The p53 protein deserves special attention. It's often called the "guardian of the genome" because it responds to DNA damage or cellular stress by either halting the cell cycle (giving the cell time to repair) or triggering apoptosis (programmed cell death) if the damage is too severe. Mutations in p53 are found in over 50% of human cancers. A germline mutation in p53 causes Li-Fraumeni syndrome, a hereditary condition with dramatically increased cancer risk.

Checkpoint proteins throughout the cell cycle monitor for abnormalities like unreplicated DNA or chromosome misalignment. If something is wrong, they halt progression until the problem is fixed. Loss of checkpoint function is another common feature of cancer cells.

Cancer Progression and Metastasis

A tumor doesn't just grow in isolation. Several processes allow it to become more dangerous over time:

• Angiogenesis: Tumors stimulate the formation of new blood vessels to supply themselves with nutrients and oxygen. Without angiogenesis, a tumor can't grow beyond a few millimeters.
• Metastasis: Cancer cells break away from the primary tumor, enter the bloodstream or lymphatic system, and establish new tumors in distant organs. This is what makes cancer so difficult to treat and is responsible for most cancer deaths.
• Tumor microenvironment: The surrounding non-cancerous cells, immune cells, and extracellular matrix all influence whether a tumor grows, stays dormant, or spreads.
• Telomerase activation: Normal cells can only divide a limited number of times because their telomeres shorten with each division. Most cancer cells reactivate telomerase, an enzyme that maintains telomere length, giving them essentially unlimited replicative potential.

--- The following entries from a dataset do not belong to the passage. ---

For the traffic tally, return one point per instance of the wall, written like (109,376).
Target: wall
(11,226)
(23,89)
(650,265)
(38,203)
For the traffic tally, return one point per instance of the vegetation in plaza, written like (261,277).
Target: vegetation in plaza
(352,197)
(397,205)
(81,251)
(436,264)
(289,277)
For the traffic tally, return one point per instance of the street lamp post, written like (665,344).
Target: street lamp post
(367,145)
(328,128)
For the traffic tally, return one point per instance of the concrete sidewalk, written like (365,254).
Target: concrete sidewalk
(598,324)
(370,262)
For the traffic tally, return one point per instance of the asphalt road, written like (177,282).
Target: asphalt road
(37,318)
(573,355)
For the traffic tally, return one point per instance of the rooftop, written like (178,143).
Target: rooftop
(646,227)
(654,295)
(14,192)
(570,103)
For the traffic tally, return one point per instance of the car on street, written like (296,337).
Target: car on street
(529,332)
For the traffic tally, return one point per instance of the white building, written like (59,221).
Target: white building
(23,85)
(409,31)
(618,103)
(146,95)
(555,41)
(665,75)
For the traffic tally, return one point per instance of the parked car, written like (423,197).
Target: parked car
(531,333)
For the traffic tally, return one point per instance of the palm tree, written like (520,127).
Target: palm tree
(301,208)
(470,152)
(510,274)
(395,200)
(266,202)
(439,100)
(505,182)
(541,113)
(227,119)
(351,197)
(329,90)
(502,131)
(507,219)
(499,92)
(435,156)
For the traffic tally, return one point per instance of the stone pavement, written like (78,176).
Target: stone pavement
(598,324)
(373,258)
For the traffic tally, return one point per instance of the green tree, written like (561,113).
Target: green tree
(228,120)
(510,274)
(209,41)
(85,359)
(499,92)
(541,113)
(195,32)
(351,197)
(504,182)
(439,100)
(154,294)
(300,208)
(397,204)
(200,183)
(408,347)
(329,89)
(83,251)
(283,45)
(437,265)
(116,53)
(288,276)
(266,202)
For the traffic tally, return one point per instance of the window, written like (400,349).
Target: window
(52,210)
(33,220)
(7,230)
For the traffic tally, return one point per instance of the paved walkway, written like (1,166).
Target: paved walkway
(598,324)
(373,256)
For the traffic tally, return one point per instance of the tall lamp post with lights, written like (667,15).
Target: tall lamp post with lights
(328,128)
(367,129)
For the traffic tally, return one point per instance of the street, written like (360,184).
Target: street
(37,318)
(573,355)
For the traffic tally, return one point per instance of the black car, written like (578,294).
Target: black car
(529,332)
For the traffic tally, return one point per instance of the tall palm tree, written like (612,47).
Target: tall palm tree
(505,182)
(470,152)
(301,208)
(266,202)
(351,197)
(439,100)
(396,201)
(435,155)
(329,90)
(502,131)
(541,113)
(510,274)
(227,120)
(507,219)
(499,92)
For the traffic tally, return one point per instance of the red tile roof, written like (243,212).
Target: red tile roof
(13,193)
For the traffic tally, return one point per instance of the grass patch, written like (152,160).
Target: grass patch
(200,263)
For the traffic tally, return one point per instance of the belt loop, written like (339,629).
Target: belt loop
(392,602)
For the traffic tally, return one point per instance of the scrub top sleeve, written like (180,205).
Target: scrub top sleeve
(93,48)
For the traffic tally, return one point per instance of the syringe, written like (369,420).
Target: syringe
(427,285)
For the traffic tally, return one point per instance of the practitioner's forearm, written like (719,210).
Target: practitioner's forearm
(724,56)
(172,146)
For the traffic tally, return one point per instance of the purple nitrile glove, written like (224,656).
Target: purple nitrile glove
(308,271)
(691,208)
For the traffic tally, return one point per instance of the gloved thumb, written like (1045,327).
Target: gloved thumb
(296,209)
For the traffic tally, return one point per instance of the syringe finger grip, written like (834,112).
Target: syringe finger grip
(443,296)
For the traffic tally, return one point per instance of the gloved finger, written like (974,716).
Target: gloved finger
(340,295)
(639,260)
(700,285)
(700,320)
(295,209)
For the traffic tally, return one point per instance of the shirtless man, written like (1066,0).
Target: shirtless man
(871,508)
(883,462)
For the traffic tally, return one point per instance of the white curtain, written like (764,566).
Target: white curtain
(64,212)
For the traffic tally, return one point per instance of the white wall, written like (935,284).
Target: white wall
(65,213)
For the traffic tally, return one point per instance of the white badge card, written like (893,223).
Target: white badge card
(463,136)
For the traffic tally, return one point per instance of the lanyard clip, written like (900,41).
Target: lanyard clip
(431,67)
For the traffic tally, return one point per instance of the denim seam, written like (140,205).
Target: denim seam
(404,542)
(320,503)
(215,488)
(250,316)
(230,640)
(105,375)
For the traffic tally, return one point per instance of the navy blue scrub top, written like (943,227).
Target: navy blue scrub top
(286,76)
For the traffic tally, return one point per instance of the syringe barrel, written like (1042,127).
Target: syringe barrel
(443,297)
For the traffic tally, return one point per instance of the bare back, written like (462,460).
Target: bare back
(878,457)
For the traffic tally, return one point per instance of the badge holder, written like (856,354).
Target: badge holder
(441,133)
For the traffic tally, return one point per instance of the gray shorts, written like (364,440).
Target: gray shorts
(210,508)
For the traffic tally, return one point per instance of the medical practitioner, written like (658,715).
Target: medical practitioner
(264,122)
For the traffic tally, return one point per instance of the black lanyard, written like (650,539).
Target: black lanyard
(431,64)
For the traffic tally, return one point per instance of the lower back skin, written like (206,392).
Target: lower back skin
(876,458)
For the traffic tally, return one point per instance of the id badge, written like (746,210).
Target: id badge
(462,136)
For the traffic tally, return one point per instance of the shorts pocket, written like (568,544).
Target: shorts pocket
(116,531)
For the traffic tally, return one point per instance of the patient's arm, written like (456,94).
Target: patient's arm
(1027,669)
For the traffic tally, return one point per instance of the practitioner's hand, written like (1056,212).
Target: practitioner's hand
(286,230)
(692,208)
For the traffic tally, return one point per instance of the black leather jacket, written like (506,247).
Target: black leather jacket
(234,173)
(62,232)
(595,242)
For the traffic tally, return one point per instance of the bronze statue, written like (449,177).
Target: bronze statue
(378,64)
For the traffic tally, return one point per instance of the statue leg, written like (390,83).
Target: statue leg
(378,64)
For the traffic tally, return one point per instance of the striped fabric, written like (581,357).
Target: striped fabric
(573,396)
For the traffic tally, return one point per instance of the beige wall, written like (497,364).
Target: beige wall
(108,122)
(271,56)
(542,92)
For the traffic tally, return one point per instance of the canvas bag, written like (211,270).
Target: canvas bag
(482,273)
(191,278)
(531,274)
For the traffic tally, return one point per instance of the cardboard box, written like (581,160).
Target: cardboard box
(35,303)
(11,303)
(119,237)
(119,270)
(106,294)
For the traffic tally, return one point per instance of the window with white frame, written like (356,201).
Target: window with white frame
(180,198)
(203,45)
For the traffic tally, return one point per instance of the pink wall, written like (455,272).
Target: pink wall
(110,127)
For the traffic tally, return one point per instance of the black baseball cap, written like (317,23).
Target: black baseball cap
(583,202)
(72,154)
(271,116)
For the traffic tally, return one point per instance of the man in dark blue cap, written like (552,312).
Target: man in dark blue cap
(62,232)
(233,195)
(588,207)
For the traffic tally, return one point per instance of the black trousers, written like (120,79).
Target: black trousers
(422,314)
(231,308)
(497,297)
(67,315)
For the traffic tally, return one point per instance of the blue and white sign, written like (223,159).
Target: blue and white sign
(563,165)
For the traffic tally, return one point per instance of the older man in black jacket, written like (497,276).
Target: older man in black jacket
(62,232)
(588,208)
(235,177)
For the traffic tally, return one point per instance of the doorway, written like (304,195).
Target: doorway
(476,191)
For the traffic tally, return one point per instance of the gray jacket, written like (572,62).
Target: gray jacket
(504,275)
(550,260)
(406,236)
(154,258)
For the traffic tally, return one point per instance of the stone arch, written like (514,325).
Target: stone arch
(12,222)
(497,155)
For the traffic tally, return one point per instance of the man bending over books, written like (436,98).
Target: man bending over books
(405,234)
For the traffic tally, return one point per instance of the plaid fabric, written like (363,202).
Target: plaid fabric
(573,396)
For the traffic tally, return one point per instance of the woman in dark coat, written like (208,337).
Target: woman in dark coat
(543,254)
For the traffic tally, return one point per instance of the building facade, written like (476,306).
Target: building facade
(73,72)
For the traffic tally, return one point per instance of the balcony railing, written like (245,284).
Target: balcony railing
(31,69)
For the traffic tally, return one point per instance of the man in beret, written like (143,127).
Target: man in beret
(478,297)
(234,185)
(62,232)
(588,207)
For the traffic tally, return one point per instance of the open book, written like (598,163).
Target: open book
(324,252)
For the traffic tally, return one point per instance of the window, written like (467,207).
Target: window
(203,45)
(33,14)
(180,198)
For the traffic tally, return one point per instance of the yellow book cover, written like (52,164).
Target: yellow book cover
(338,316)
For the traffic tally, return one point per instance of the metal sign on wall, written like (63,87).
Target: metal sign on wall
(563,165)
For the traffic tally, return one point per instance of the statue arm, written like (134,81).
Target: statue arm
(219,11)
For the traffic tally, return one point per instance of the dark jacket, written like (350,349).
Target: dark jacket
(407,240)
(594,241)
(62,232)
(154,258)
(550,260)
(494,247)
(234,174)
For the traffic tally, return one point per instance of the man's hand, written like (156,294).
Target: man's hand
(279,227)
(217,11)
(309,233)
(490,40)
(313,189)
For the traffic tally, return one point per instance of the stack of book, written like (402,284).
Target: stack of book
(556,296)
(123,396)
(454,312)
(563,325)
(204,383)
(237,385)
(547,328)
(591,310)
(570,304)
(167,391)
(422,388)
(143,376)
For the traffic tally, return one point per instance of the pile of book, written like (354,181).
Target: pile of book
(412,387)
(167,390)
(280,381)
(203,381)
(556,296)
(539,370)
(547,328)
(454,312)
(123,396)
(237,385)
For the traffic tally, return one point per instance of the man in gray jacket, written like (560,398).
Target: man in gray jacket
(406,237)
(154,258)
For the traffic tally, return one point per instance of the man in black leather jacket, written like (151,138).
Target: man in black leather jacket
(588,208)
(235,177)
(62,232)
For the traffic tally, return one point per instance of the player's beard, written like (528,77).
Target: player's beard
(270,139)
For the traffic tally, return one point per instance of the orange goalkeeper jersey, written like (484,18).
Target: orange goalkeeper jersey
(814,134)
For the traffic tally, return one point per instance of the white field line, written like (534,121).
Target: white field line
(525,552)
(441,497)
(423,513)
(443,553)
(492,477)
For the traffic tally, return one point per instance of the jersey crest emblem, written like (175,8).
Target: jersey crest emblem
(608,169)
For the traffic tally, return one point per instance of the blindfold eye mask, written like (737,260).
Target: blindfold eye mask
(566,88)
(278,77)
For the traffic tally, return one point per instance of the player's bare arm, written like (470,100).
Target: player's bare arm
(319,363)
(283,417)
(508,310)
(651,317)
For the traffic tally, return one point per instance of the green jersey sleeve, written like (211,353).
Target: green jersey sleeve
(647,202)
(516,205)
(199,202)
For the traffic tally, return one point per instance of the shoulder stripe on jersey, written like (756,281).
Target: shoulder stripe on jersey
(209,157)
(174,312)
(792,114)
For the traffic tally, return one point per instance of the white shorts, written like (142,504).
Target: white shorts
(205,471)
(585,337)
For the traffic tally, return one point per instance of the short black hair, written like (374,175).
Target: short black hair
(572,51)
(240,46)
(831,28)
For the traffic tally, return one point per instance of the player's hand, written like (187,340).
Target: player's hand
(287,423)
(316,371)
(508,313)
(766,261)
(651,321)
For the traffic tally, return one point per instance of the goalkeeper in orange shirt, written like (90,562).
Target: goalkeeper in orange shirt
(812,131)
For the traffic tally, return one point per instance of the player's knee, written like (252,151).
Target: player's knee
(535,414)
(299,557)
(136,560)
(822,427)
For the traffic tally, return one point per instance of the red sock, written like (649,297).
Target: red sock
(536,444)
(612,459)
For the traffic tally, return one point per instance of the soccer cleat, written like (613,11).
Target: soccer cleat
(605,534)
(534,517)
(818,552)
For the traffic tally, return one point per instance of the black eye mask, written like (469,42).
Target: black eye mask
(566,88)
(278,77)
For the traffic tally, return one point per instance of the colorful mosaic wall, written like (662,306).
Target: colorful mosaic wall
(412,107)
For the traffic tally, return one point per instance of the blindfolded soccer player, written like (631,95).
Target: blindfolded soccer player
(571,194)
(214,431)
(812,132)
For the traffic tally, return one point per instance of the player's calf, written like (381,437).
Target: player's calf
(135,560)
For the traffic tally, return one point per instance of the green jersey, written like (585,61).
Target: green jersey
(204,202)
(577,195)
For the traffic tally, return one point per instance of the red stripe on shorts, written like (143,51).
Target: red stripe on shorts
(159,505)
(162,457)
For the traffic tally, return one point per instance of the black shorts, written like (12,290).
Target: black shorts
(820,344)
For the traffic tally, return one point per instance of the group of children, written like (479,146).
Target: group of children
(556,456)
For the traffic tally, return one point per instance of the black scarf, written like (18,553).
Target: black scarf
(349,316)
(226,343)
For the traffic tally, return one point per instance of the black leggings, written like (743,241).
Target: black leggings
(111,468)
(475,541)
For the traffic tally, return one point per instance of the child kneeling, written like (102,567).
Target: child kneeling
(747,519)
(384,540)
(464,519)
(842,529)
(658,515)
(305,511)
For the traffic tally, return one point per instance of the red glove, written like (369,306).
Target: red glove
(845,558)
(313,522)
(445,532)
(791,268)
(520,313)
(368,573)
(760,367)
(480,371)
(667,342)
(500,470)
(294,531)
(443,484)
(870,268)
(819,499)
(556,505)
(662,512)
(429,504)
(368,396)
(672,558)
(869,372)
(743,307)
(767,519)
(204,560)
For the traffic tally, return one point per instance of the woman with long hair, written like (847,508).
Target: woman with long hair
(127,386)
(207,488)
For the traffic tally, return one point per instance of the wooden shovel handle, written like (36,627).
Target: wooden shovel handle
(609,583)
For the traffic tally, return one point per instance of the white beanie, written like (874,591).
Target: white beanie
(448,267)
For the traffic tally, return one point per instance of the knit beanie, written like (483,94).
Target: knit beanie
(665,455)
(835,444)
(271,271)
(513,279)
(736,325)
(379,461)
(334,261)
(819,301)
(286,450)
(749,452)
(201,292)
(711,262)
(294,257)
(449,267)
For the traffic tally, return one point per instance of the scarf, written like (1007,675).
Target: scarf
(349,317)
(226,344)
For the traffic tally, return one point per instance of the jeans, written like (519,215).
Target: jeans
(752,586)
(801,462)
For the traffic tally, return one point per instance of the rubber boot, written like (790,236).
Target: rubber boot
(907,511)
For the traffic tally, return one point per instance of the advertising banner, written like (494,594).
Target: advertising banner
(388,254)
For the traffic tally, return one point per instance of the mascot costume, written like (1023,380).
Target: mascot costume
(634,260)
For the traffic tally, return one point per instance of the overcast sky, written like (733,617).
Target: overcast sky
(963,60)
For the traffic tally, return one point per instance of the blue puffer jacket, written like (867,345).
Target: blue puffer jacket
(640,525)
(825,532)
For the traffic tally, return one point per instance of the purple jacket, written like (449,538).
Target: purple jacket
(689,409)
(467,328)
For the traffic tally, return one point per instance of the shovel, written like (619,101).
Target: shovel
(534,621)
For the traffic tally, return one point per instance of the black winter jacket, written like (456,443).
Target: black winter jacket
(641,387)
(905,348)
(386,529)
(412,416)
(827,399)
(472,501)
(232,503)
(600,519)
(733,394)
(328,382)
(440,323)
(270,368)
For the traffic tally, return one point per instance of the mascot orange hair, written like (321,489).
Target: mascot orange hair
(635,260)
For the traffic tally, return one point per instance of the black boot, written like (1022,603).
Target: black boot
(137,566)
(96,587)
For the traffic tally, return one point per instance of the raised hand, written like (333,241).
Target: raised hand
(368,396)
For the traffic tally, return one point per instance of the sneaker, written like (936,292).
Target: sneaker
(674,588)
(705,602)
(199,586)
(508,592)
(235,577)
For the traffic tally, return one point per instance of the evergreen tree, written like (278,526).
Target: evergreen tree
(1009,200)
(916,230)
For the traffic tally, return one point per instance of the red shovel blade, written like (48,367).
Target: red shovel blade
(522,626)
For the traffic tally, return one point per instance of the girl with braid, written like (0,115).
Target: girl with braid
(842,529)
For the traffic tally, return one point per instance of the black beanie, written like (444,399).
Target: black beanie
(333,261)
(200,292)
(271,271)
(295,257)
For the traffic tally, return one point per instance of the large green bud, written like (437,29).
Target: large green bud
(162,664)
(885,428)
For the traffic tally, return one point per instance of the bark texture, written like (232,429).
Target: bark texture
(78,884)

Molecular Insights for Cancer Therapies

Understanding the specific molecular pathways driving a cancer has opened the door to targeted therapies that are far more precise than traditional chemotherapy.

• Kinase inhibitors block overactive signaling enzymes. For example, imatinib targets the BCR-ABL fusion protein in chronic myeloid leukemia, a kinase that is always active due to a chromosomal translocation.
• Monoclonal antibodies bind to specific proteins on cancer cell surfaces. Trastuzumab targets the HER2 receptor, which is overexpressed in some breast cancers.

Epigenetic therapies aim to reverse abnormal gene silencing in cancer cells:

• DNA methyltransferase inhibitors (such as azacitidine) block the enzymes that add methyl groups, helping to reactivate silenced tumor suppressor genes.
• Histone deacetylase (HDAC) inhibitors (such as vorinostat) increase histone acetylation, loosening chromatin and promoting expression of tumor suppressor genes.

Personalized medicine uses genetic and molecular profiling of a patient's tumor to guide treatment decisions:

• Identifying specific mutations (such as EGFR mutations in lung cancer) helps doctors select the targeted therapy most likely to work.
• Monitoring cancer biomarkers (such as PSA levels in prostate cancer) helps track treatment response and detect relapse early.